Parenthetical comments and footnotes are signs of a lazy writer. You should avoid such devices both saying and not saying. Instead, make your choice to say it or not say it.
Parenthetical comments are appropriate only when the style dictates the express need to both say and not say something, such as the year in an APA style citation.
Aside from citation styles, there are infrequently applications for parenthetical comments in mathematical writing when a short consequence might help the reader understand a theorem's hypotheses. I'll provide some borderline examples, apologies for the mathematics :
If an involution σ fixes only finitely many elements in G,
then G has a definable (abelian) normal subgroup inverted by σ
and of finite index in G.
I've placed abelian into parentheses here because the reader probably knows that any subgroup inverted by an involution is abelian, but probably I should simply say abelian without the parentheses because superfluous consequences are perfectly fine.

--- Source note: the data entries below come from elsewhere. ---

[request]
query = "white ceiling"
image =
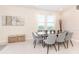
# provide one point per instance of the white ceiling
(56, 8)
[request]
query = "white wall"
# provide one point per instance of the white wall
(29, 18)
(71, 21)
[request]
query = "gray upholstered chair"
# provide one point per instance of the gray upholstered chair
(68, 38)
(36, 38)
(50, 41)
(61, 39)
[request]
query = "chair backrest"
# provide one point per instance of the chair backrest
(69, 36)
(61, 37)
(51, 39)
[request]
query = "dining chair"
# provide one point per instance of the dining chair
(68, 38)
(50, 41)
(36, 39)
(61, 39)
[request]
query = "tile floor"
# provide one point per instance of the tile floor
(27, 48)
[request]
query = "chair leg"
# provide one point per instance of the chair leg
(64, 44)
(67, 43)
(55, 47)
(47, 49)
(58, 46)
(43, 44)
(34, 43)
(71, 42)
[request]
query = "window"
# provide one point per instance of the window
(41, 22)
(50, 22)
(45, 22)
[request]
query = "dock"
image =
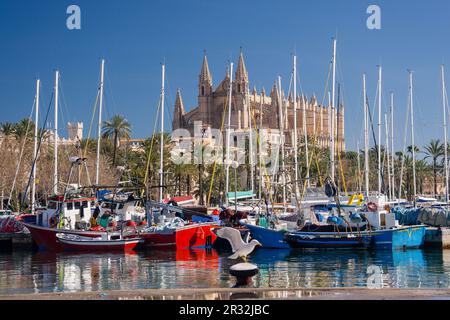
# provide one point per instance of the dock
(437, 238)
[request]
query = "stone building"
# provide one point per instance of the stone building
(264, 109)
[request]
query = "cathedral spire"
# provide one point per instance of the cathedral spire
(205, 79)
(241, 71)
(179, 112)
(205, 75)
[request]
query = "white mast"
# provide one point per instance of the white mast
(260, 150)
(332, 112)
(161, 156)
(305, 131)
(228, 160)
(366, 137)
(250, 117)
(36, 132)
(444, 107)
(388, 156)
(412, 135)
(295, 127)
(283, 168)
(392, 147)
(99, 134)
(379, 130)
(55, 173)
(359, 168)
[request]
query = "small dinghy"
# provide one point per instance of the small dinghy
(105, 243)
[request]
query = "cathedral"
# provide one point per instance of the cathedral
(273, 112)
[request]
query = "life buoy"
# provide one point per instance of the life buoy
(53, 222)
(372, 206)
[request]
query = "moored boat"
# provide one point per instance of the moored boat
(104, 243)
(328, 240)
(269, 238)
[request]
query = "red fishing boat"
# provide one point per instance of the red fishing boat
(105, 243)
(63, 215)
(196, 235)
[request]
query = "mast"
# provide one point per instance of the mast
(359, 168)
(392, 147)
(36, 132)
(366, 137)
(412, 135)
(283, 168)
(444, 107)
(260, 150)
(161, 155)
(388, 156)
(252, 169)
(228, 162)
(333, 94)
(99, 134)
(55, 173)
(379, 130)
(305, 135)
(295, 127)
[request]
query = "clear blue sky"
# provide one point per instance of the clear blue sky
(136, 36)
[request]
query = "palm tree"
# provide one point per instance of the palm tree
(434, 150)
(116, 128)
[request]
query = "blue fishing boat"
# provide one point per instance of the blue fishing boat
(328, 240)
(399, 238)
(269, 238)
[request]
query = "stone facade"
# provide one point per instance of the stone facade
(264, 109)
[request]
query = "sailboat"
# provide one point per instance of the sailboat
(166, 227)
(69, 212)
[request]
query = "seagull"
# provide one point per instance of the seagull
(240, 248)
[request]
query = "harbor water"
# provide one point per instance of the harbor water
(24, 272)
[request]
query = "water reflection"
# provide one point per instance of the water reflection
(165, 269)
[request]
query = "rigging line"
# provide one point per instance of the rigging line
(35, 159)
(225, 109)
(151, 147)
(404, 151)
(169, 101)
(64, 116)
(375, 141)
(94, 111)
(109, 89)
(25, 138)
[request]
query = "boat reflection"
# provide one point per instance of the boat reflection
(199, 268)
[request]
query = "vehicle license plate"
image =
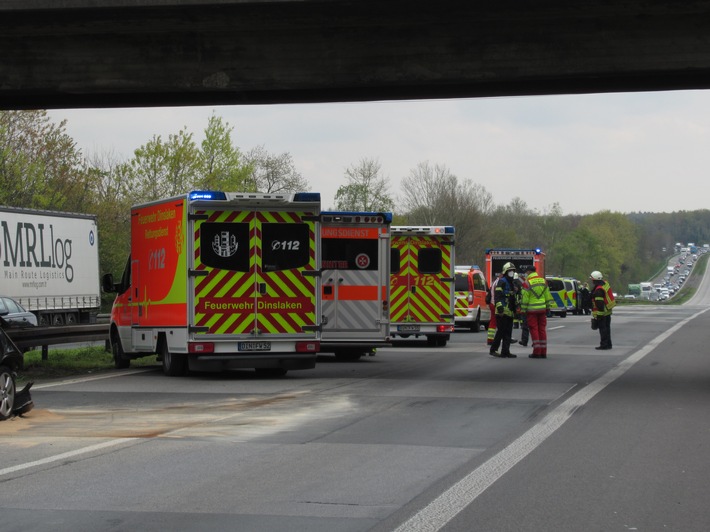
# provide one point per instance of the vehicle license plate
(255, 346)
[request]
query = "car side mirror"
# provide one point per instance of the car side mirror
(107, 283)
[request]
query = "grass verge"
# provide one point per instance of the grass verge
(63, 363)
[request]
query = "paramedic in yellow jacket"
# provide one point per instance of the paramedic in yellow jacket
(602, 303)
(536, 303)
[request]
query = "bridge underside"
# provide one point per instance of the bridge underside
(171, 52)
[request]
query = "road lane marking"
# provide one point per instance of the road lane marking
(89, 379)
(64, 456)
(446, 506)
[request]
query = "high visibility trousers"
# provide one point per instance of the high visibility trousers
(491, 333)
(537, 323)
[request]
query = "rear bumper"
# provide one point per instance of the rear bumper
(218, 362)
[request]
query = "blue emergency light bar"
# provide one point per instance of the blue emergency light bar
(514, 251)
(206, 195)
(307, 196)
(352, 216)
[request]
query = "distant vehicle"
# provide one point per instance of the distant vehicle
(574, 298)
(14, 315)
(648, 293)
(559, 295)
(471, 308)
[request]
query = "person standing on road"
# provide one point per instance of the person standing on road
(586, 300)
(536, 303)
(506, 305)
(524, 330)
(490, 300)
(603, 303)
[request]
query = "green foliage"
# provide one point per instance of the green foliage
(40, 166)
(70, 362)
(271, 174)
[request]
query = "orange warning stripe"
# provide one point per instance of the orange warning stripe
(349, 232)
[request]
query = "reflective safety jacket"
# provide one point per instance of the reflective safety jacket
(506, 297)
(537, 296)
(603, 299)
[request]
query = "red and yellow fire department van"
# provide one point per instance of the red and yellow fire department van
(470, 288)
(422, 283)
(355, 289)
(219, 280)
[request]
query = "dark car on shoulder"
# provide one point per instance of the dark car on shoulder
(12, 402)
(15, 315)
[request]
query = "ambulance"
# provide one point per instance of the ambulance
(221, 280)
(522, 258)
(470, 289)
(422, 283)
(355, 283)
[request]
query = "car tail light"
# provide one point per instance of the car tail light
(200, 347)
(307, 347)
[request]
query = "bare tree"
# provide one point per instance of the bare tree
(366, 190)
(273, 173)
(432, 195)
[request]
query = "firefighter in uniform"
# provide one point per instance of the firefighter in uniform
(490, 299)
(602, 304)
(536, 303)
(506, 305)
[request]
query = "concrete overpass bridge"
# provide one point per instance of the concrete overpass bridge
(118, 53)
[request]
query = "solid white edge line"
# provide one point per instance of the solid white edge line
(64, 456)
(446, 506)
(89, 379)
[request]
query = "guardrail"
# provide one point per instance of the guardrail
(46, 336)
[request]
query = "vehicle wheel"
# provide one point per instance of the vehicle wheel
(119, 357)
(271, 372)
(174, 365)
(7, 393)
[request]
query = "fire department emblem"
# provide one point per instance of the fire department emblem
(225, 244)
(362, 261)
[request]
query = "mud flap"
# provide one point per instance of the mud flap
(23, 401)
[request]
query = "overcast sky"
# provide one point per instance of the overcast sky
(632, 152)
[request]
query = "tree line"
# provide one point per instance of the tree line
(41, 167)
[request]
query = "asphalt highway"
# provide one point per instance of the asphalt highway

For any sufficiently large (odd) prime ...
I'd consider this wrong because any reader knows that 2 is the only even prime, but this is the correct flavor for the usage.
Let G be an (infinite) simply group of finite Morley rank
Let G be an (infinite) simply group of finite Morley rank of odd type
The first is definitely wrong because finite groups have finite Morley rank, meaning that infinite is not a conclusion but a necessary hypothesis. The second is correct because infinite is a consequence of odd type, but I'd omit infinite entirely when writing for specialists.
It is clear that if such a comment required too many words in parentheses, then a sentence like "Recall that ..." would be more appropriate.